Ketika bahasa yang berpotensi terancam punah perlu kita selamatkan, kita sebenarnya sedang berupaya melestarikan bentuk-bentuk kearifan lokal. Linguistik, antropologi, dan biologi kehilangan data penting. Para ilmuwan kehilangan konteks untuk memahami bagaimana manusia berpikir dan bagaimana otak memproses informasi. Bahasa bukan hanya alat komunikasi; ia adalah arsip budaya yang hidup.
Untungnya, kesadaran global mengenai krisis ini semakin meningkat. Upaya pelestarian kini fokus pada revitalisasi komunitas penutur. Salah satu strategi kunci adalah mendokumentasikan bahasa tersebut sebelum terlambat. Ini melibatkan perekaman audio, pembuatan kamus, dan penulisan tata bahasa oleh ahli bahasa bekerja sama dengan penutur asli.
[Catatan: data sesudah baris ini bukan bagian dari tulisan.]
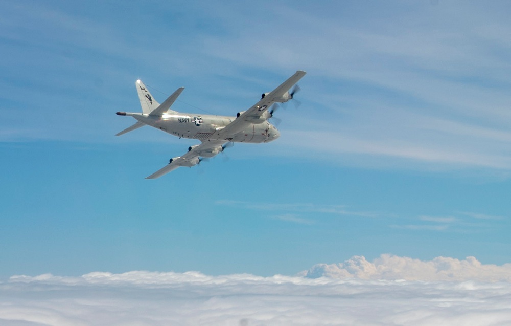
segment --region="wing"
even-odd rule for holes
[[[216,139],[229,139],[234,135],[245,129],[252,123],[254,120],[259,119],[272,104],[275,102],[286,102],[291,99],[288,91],[296,84],[301,77],[305,76],[305,71],[298,70],[287,80],[275,89],[273,91],[266,94],[253,106],[242,113],[234,121],[228,124],[225,128],[219,130],[215,134]]]
[[[201,161],[201,157],[213,157],[218,153],[223,151],[225,147],[222,145],[226,142],[226,141],[212,140],[205,141],[200,145],[191,146],[185,154],[182,156],[171,159],[168,164],[147,177],[146,179],[159,178],[171,171],[175,170],[180,166],[192,167],[196,165]]]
Namun, dokumentasi saja tidak cukup. Revitalisasi yang sesungguhnya terjadi ketika bahasa tersebut dihidupkan kembali dalam kehidupan sehari-hari. Ini sering kali melibatkan program pendidikan bahasa di sekolah lokal, menciptakan media baru—seperti aplikasi, lagu, atau video pendek—dalam bahasa minoritas tersebut, dan mendorong penggunaan bahasa dalam upacara adat atau pertemuan komunitas. Dukungan pemerintah, melalui kebijakan yang mengakui dan mendukung bahasa daerah sebagai bagian dari identitas nasional, juga krusial.
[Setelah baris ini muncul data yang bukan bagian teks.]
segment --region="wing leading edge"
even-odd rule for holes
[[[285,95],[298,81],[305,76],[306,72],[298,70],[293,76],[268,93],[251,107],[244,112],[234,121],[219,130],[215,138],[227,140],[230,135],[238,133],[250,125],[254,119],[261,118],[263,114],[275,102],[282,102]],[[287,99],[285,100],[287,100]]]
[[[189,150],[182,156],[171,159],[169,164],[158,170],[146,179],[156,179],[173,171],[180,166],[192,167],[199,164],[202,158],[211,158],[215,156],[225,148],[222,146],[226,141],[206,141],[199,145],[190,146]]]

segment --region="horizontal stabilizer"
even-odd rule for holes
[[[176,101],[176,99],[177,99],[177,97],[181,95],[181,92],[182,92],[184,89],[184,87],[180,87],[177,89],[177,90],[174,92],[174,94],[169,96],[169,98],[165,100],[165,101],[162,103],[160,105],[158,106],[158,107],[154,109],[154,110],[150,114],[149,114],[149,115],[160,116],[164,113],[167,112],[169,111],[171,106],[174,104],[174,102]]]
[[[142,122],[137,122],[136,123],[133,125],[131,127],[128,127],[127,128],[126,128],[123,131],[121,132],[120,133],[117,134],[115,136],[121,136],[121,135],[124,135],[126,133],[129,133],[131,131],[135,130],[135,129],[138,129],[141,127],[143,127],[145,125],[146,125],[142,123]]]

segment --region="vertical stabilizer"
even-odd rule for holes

Kita semua memegang peran dalam menjaga keberagaman ini. Sebagai konsumen media, kita bisa mencari konten yang dibuat dalam bahasa minoritas. Sebagai pendidik atau orang tua, kita bisa mendorong rasa hormat terhadap semua bentuk komunikasi lisan. Memahami bahwa bahasa yang berpotensi terancam punah perlu kita lindungi adalah langkah awal menuju masyarakat yang lebih kaya secara budaya.
Menjaga keragaman linguistik adalah tantangan abad ke-21. Ini memerlukan investasi sumber daya, kesabaran, dan kemauan politik yang kuat. Dengan teknologi modern, harapan untuk merekam dan mengajarkan bahasa yang rentan kini lebih besar daripada sebelumnya. Namun, hanya intervensi aktif dari komunitas dan dukungan dari dunia luar yang akan menentukan apakah suara-suara kuno ini akan terus bergema di masa depan ataukah akan selamanya tenggelam dalam keheningan.